Somehow, director Dennis Dugan and the Adam Sandler team have managed to make a non-movie that plumbs even further depths than the original “Grown Ups.” This sequel is even more plot-less, even more conflict-less, even more, more, more, of less, less, less. It is the perfect realization of a comedy desert, an endless path of jokes, and nary a laugh to be found, most of them centered around sub-Benny Hill ogling of women and repeated moments of pooping children and vomiting adults. Basically, it’s a film made for brainless grunts who like to hang out all day making sub-literate jokes about boobs and gays while watching the game. No wonder the first movie was such a success.
With the exception of Rob Schneider (who must have died in between films in a boating mishap so horrifying no one ever talks about him), the whole gang is back, and they’re welcoming former visiting Los Angeles citizen Lenny (Sandler) back home to the suburbs. This entry seems focused on the more mundane aspects of the characters’ lives, specifically centered around their children beginning to grow up, facing the same issues the gang encountered in their youth. Judging by the advice they pass down, and how it benefits the kids, this gang must have had the easiest collective childhood in the world: every problem each child encounters is miraculously fixed thanks to random last minute interventions. “Grown Ups 2” might have the greatest absence of tension of any studio film made in the last twenty years, as our heroes never once fall prey to indecision or fear, and generally get their way, even when their disapproving, nagging (but stunningly gorgeous) wives get in the way.
Because someone needs to get in the way of someone else, a dispute is invented out of thin air, a territorial tussle with the local frat boys who claim the land because frat boys are always yelling and pounding chests. Taylor Lautner, who spreads doubt that he’s in on the joke, leads this crowd with a series of flexing postures and acrobatic flips that suggest seizing the opportunity to show off his physicality to all the producers in Hollywood who missed out on “Abduction,” which was once a thing that happened. The men dodder after their young brood and wax nostalgic, but when it comes time to throw down with kids only slightly younger, this group has no qualms about throwing a few elbows and delivering hits that would cause brain damage in any other film. Sandler movies: teaching an entire generation that not only can you punch your way out of problems, but it will also be funny!

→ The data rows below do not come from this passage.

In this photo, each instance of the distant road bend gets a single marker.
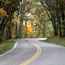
(34, 52)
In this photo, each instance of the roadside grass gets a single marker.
(56, 40)
(5, 46)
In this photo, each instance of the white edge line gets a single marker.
(9, 50)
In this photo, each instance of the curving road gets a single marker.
(34, 52)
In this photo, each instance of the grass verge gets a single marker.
(6, 46)
(56, 40)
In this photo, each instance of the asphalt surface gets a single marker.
(50, 54)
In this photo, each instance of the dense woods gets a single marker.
(31, 18)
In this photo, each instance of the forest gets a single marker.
(31, 19)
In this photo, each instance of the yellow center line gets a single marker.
(35, 55)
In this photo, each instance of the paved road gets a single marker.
(34, 52)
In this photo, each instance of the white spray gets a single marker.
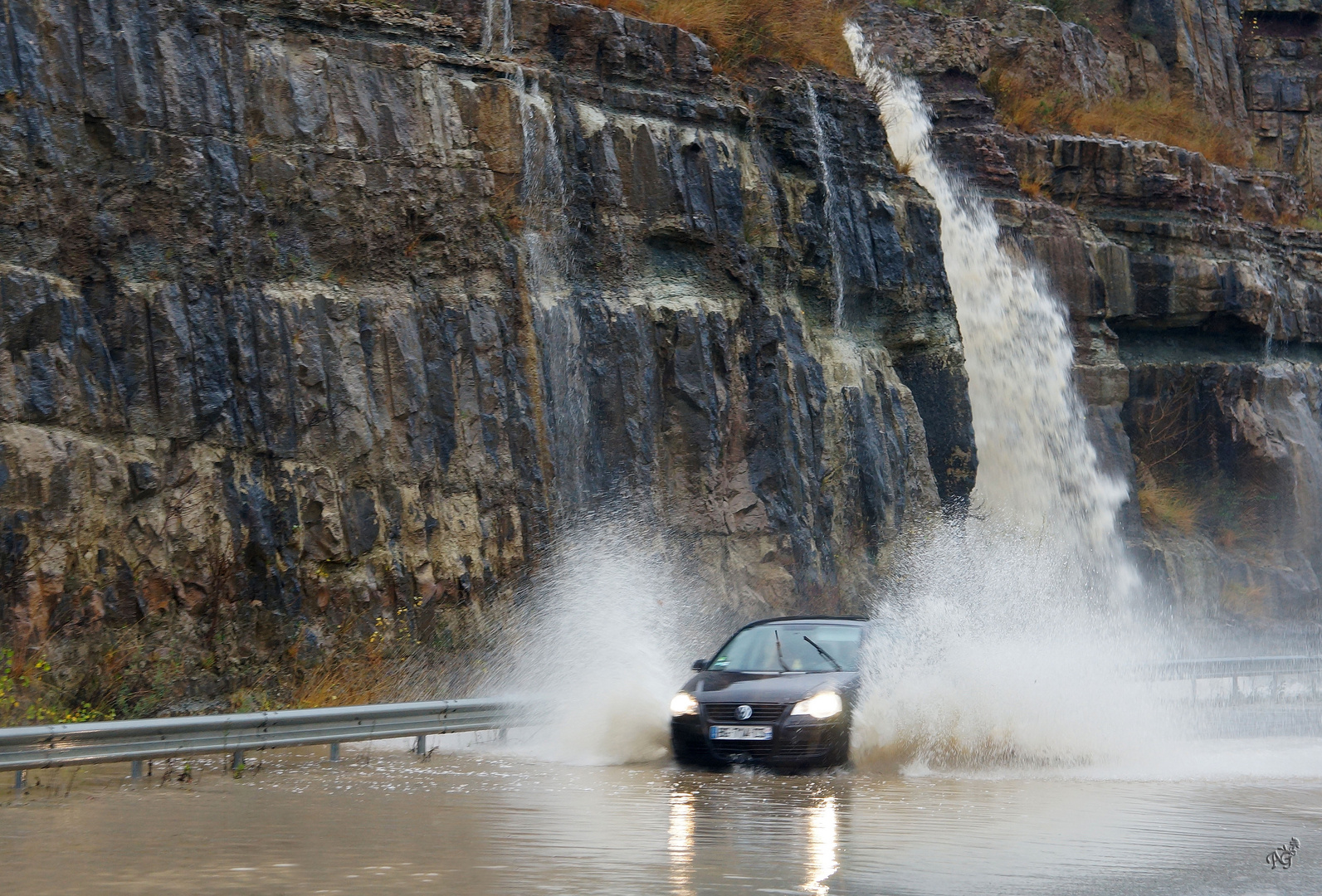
(1007, 640)
(490, 26)
(837, 260)
(608, 624)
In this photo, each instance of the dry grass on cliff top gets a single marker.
(1175, 122)
(795, 32)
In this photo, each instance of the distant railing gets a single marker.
(1237, 668)
(140, 739)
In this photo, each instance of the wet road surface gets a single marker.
(476, 822)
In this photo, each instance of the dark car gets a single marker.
(778, 693)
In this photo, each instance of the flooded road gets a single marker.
(476, 822)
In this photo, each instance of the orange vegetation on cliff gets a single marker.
(795, 32)
(1175, 122)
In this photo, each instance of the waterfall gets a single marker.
(544, 200)
(1009, 639)
(1037, 468)
(828, 207)
(490, 27)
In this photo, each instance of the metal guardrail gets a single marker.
(116, 742)
(1237, 668)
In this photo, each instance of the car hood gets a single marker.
(767, 688)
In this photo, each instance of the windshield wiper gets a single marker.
(829, 659)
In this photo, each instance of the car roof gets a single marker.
(808, 619)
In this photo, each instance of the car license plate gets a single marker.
(740, 733)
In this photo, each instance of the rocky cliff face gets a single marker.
(1195, 299)
(339, 309)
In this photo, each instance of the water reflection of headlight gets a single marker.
(681, 844)
(822, 846)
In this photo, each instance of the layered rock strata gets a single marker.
(1195, 300)
(340, 309)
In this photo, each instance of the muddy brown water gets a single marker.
(475, 822)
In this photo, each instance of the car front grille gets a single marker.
(763, 713)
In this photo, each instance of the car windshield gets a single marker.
(802, 646)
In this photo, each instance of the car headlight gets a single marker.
(818, 706)
(682, 704)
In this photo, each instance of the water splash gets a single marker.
(1005, 640)
(604, 637)
(837, 258)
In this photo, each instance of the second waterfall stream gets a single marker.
(1007, 639)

There’s a point to be made about these guys being over-the-hill and no-longer-with-it, especially as they have second guesses about throwing a massive third act party centered around '80s fashion. Of course, this isn’t a compelling question because it’s not a question: these guys are desperately boring. Eric (Kevin James) has a vice that essentially finds him skipping out on his wife to spend time with his sweet elderly mother. Kurt (Chris Rock) celebrates a newfound marital freedom by drinking non-diet Pepsi. And Higgins (David Spade), the noted lady-killer of the bunch, just seems to follow the entire group around like a lapdog, which proves beneficial when they go to their local hangout: not a bar, not a lake, not even a church, but a goddamned K-Mart.